Survival of the Fittest: It's not nice to find out that anyone's a heroin addict, but it explained a lot when Epitaph Records owner left the label to go into rehab and disappeared shortly after. Since then, personnel changes have been implemented (including a new acting CEO) and, hopefully, Epitaph will pay more attention to putting out decent recordings than macromarketing. If it can find some decent bands.
In related Epitaph news, NOFX released what is supposedly its last album, So Long and Thanks for All the Shoes. Attention, frat punks--your heroes are gone, please follow them.
One Less Dive: Continuing to revel in others' misfortune, we note that the Nile Theater in Mesa closed this year because of police problems and, well, because it sucked. The Nile has hosted its share of good shows, but it's a fucking un-air-conditioned sweatbox; the Hessian sound guys didn't understand that, at punk-rock shows, the kids don't wanna hear trashy heavy metal between the bands; it had a limited liquor license (if you didn't want beer, you were stuck with Sake); and who wants to see a punk-rock show in Mesa?
Punk, New Times Style: The scene--late afternoon at a sports bar in downtown Tempe, during the New Times Music Awards Showcase. Punk-category nominee Fucking Thunder takes the stage and rocks the hell out of a bunch of middle-age guys wearing Green Bay Packer sweatshirts. It was beautiful. Their fists were pumping in the air, I swear.
The other highlight of the Music Awards was a grrl band winning Best Punk Band. Much props to the girls (and drummer Drew Newburgh, who's not a girl even though he has long hair) for kicking some XY-chromosome ass.
Olympia, It's the Water: This year, the second-ever Yoyo A Go Go festival was held in Olympia, Washington, home of more good bands than you can name. Besides Yoyo crashing the town's Lakefair parade, underground film screenings, a cabaret variety show, a kissing booth where you could smooch your favorite punk-rock antistar and a fanzine writers' lemonade social, there were bands, too.
Built to Spill, Elliott Smith, Mocket, Love As Laughter, Lois, Red Stars Theory, KARP, Behead the Prophet (No Lord Shall Live), Tullycraft, Sleater-Kinney, Cold Cold Hearts, Modest Mouse, Dub Narcotic Sound System, Unwound . . . need we say more?
If and when the Yoyo folks (who also run Yoyo Records) put together a third festival, go. It was punk-rock Zen.
The Cap'n Jazz Legacy: Cap'n Jazz was one of the best and most influential bands of the early '90s, pioneering a style of spastic math-emo that inspired countless numbers of bands currently doing the emo thing. Since breaking up, all of the members have ended up in one of two bands: Three members (Tim Kinsella, Mike Kinsella and Sam Zurick) are in Joan of Arc, and Davey vonBohlen fronts the Promise Ring.
Hearing and seeing the two bands, it is obvious that Cap'n Jazz's genius was directly derivative from the sum of its parts.
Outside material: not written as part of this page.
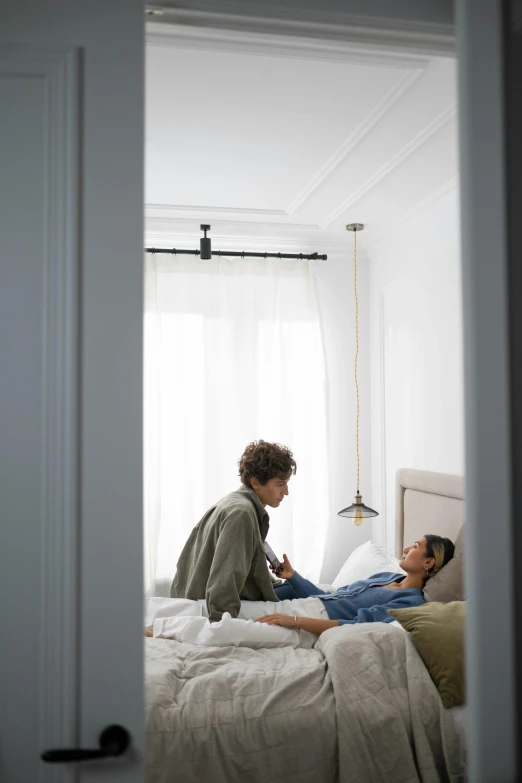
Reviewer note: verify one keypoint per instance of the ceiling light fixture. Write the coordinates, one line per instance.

Joan of Arc embodies the experimental, math-rock half, and Promise Ring takes the melodic side of Cap'n Jazz and multiplies it exponentially. Both bands put out exceptional recordings this year (both on Delaware's Jade Tree Records) and played amazing shows in the Valley. The passing of Cap'n Jazz would still be mourned by kids everywhere if it weren't for the two new bands sounding so fucking incredible.
We'll Say It Again--Modest Mouse: Issaquah, Washington's barely twentysomething pride and joy, Modest Mouse is the best band this lackluster decade has seen. Isaac, Jeremiah and Eric can take any style--bluegrass ("Jesus Christ Was an Only Child"), metal ("Shit Luck"), prom music ("Sleepwalking"), anything--and build monstrous works of pop beauty with little effort. When their hearts are in it, it's nothing short of genius. So far you've missed two double albums, one EP, two seven-inches and one show in the Valley; we're through saying it, find out for yourself.